Having dispatched Elliott, Thorne turned to Bob.

"Orde," said he, "I'm going to try you out on a very delicate matter. At the north end lives an old fellow named Samuels. He and his family are living on a place inside the National forests. He took it up years ago, mainly for the timber, but he's one of these hard-headed old coons that's 'agin the Government,' on general principles. He never proved up, and when his attention was called to the fact, he refused to do anything. No reason why not, except that 'he'd always lived there and always would.' You know the kind."

"Ought to—put in two years in the Michigan woods," said Bob.
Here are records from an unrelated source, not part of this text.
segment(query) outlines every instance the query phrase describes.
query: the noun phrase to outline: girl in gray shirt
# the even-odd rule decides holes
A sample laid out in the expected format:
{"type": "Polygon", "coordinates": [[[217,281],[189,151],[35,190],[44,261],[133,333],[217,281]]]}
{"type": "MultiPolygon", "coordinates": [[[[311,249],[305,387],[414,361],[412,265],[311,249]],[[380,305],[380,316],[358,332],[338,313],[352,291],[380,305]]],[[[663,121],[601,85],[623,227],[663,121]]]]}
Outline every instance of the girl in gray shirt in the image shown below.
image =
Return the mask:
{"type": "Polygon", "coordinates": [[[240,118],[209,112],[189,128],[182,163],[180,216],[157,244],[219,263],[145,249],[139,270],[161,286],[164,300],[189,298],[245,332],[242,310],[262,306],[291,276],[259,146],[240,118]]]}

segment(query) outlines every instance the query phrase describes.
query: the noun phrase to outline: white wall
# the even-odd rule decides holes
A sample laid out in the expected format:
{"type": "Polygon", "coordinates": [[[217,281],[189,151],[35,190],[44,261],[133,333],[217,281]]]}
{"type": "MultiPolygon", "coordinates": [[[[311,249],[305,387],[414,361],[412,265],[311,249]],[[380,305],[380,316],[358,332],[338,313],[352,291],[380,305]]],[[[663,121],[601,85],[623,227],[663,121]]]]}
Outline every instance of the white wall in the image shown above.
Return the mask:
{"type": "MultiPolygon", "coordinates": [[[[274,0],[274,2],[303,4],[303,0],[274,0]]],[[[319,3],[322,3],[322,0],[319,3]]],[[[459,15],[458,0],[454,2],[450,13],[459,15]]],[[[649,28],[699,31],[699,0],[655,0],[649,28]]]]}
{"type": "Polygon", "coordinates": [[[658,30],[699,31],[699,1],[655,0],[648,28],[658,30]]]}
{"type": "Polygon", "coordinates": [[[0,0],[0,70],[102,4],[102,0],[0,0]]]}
"Well, as a matter of fact, he gave up the claim to all intents and purposes, but now that the Yellow Pine people are cutting up toward him, he's suddenly come to the notion that the place is worth while. So he's patched up his cabin, and moved in his whole family. We've got to get a relinquishment out of him."

"If he has no right there, why not put him off?" asked Bob.

"Well, in the first place, this Samuels is a hard old citizen with a shotgun; in the second place, he has some shadow of right on which he could make a fight; in the third place, the country up that way doesn't care much for us anyway, and we want to minimize opposition."

"I see," said Bob.

"You'll have to go up and look the ground over, that's all. Do what you think best. Here are all the papers in the matter. You can look them over at your leisure."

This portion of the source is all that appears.